This vignette serves as an example on data wrangling & visualization with
opensensmapr,dplyrandggplot2.
# required packages:
library(opensensmapr) # data download
library(dplyr)        # data wrangling
library(ggplot2)      # plotting
library(lubridate)    # date arithmetic
library(zoo)          # rollmean()openSenseMap.org has grown quite a bit in the last years; it would be interesting to see how we got to the current 11448 sensor stations, split up by various attributes of the boxes.

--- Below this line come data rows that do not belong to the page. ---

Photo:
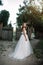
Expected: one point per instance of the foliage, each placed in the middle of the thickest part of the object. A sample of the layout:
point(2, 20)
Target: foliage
point(29, 13)
point(4, 15)
point(39, 49)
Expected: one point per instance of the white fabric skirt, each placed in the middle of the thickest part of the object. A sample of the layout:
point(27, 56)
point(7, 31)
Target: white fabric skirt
point(22, 49)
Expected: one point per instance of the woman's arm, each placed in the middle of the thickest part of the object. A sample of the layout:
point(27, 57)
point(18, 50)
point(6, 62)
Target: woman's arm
point(24, 31)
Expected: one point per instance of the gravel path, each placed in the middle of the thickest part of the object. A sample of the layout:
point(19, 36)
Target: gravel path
point(5, 60)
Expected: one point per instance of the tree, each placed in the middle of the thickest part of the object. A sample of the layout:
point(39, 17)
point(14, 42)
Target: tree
point(4, 15)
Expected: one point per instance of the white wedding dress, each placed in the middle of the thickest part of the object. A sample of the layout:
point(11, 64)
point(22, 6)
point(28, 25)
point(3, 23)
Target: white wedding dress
point(23, 48)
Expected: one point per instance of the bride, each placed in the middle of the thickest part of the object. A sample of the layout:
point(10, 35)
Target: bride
point(23, 48)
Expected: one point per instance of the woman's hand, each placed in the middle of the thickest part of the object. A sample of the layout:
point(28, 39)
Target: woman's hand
point(26, 39)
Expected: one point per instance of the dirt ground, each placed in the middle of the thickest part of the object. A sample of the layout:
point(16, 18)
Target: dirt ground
point(8, 47)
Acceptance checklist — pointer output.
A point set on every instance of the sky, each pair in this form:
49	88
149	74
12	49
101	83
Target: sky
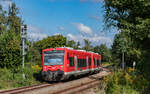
75	19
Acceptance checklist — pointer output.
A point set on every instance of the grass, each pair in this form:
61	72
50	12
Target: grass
124	82
12	78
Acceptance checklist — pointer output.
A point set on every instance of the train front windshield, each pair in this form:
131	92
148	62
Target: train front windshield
54	57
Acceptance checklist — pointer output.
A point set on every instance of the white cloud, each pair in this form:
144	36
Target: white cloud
5	3
83	28
98	18
95	39
93	1
35	33
61	28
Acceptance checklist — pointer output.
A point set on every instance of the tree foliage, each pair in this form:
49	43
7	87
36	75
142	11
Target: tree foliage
131	17
10	51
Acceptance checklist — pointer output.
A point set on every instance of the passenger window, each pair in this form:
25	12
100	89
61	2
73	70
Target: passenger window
89	61
82	63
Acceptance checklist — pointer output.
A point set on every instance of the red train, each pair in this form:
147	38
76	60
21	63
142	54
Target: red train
63	63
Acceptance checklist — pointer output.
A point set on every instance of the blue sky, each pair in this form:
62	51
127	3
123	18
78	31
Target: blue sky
75	19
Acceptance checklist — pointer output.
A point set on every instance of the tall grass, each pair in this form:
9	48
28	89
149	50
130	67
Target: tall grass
12	78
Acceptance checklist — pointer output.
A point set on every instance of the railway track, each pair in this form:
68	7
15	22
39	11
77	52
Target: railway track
69	87
25	89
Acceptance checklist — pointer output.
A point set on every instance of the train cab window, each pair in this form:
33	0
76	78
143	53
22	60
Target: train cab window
95	61
71	61
89	61
82	63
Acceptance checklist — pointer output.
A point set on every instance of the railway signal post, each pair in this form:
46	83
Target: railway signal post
23	37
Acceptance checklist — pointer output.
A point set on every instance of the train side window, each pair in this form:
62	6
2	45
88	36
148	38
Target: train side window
89	61
94	61
82	63
71	61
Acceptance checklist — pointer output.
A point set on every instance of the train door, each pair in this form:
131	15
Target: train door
75	61
87	62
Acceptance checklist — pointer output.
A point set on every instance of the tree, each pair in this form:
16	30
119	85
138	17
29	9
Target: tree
132	17
10	24
9	50
2	20
14	21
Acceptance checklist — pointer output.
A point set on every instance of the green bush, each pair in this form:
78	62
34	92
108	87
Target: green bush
125	82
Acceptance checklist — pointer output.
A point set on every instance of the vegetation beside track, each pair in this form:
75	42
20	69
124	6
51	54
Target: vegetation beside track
12	78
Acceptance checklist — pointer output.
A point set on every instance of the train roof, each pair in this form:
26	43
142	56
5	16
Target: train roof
69	48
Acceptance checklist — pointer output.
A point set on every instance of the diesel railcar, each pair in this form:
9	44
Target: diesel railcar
63	63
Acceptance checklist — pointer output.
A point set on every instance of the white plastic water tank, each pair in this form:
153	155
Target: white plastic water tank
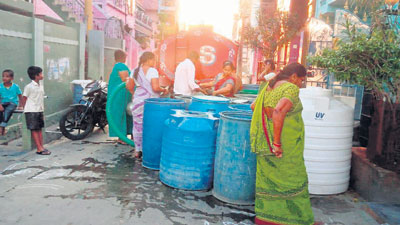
328	141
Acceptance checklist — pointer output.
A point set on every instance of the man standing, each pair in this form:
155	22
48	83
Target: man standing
185	74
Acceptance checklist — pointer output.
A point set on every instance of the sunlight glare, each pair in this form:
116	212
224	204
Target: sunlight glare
218	13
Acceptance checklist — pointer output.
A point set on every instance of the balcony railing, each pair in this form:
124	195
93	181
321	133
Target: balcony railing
143	19
75	7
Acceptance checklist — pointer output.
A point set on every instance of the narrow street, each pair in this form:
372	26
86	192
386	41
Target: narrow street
96	182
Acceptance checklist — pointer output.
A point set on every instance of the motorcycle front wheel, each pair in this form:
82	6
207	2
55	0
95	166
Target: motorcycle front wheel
75	125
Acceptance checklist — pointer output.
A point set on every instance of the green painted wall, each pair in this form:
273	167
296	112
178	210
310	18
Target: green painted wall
59	46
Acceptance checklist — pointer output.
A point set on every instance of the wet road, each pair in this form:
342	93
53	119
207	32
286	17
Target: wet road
98	182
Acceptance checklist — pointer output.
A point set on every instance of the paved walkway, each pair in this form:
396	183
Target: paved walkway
97	182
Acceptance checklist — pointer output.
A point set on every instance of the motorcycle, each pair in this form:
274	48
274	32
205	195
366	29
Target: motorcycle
80	119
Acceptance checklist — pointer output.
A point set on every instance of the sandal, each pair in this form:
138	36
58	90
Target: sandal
44	152
138	155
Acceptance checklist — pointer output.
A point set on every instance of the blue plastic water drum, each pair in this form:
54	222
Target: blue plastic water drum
251	86
240	107
235	164
156	111
205	103
188	150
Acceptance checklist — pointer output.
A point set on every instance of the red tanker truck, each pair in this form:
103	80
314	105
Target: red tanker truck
213	49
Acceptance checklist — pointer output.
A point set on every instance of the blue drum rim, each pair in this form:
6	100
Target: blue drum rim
235	115
222	101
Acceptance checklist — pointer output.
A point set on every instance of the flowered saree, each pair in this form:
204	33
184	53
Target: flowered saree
281	183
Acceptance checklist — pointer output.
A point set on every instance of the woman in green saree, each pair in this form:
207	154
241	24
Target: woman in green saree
277	137
119	75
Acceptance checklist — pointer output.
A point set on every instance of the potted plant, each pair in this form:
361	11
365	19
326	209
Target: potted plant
372	60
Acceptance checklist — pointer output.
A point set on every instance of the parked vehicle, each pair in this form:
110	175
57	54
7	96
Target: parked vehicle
80	119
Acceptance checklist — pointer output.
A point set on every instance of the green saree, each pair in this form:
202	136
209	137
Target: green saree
281	183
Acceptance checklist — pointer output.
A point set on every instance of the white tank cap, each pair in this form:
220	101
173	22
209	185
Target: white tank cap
315	92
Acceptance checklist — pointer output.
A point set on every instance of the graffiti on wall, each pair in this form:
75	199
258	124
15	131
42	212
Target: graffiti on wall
58	68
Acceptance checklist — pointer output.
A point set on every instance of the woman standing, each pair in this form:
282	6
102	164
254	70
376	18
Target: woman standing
277	137
119	74
147	86
224	83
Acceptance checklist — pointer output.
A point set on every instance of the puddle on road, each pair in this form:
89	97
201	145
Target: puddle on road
138	189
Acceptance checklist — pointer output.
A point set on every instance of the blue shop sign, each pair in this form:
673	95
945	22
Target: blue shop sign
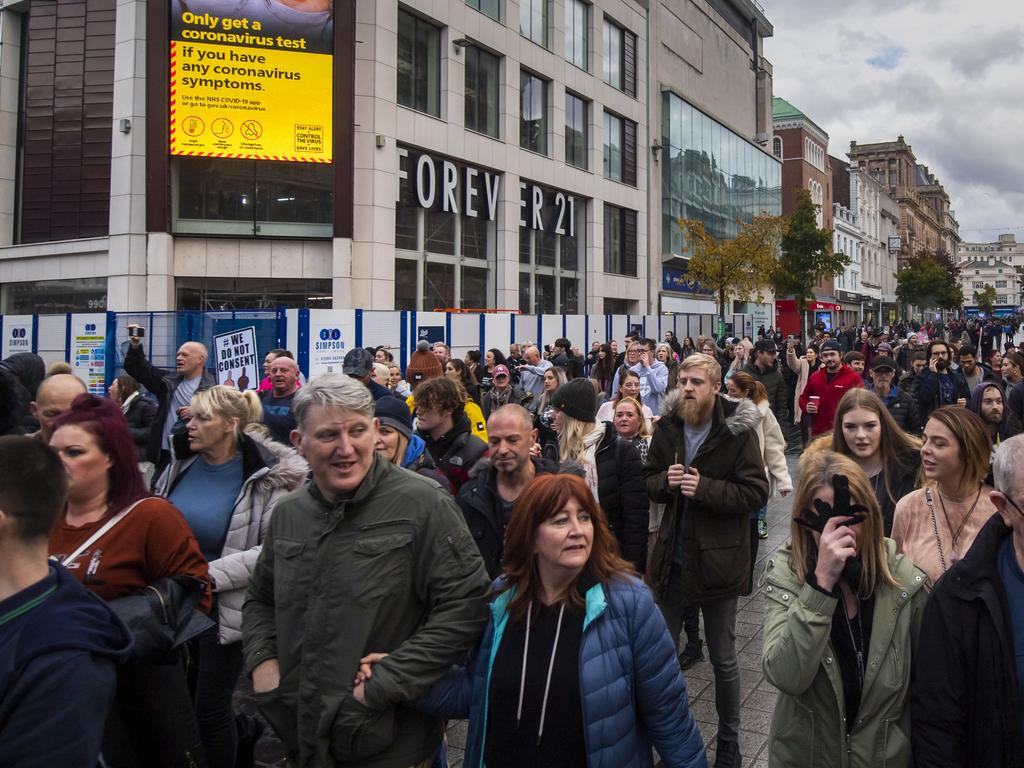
674	279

While opensensmapr provides extensive methods of
filtering boxes by attributes on the server, we do the filtering within
R to save time and gain flexibility. So the first step is to retrieve
all the boxes:
# if you want to see results for a specific subset of boxes,
# just specify a filter such as grouptag='ifgi' here
# boxes = osem_boxes(cache = '.')
boxes = readRDS('boxes_precomputed.rds')  # read precomputed file to save resources By looking at the createdAt attribute of each box we
know the exact time a box was registered. With this approach we have no
information about boxes that were deleted in the meantime, but that’s
okay for now.
exposure_counts = boxes %>%
  group_by(exposure) %>%
  mutate(count = row_number(createdAt))
exposure_colors = c(indoor = 'red', outdoor = 'lightgreen', mobile = 'blue', unknown = 'darkgrey')
ggplot(exposure_counts, aes(x = createdAt, y = count, colour = exposure)) +
  geom_line() +
  scale_colour_manual(values = exposure_colors) +
  xlab('Registration Date') + ylab('senseBox count')Outdoor boxes are growing fast! We can also see the
introduction of mobile sensor “stations” in 2017. While
mobile boxes are still few, we can expect a quick rise in 2018 once the
new senseBox MCU with GPS support is released.
Let’s have a quick summary:
exposure_counts %>%
  summarise(
    oldest = min(createdAt),
    newest = max(createdAt),
    count = max(count)
  ) %>%
  arrange(desc(count))| exposure | oldest | newest | count | 
|---|---|---|---|
| outdoor | 2016-08-09 19:34:42 | 2023-02-28 09:47:17 | 8417 | 
| indoor | 2018-05-10 20:14:44 | 2023-02-27 09:53:33 | 2364 | 
| mobile | 2020-10-24 14:39:30 | 2023-02-20 16:32:48 | 590 | 
| unknown | 2022-03-01 07:04:31 | 2022-03-30 11:25:43 | 19 | 
We can try to find out where the increases in growth came from, by analysing the box count by grouptag.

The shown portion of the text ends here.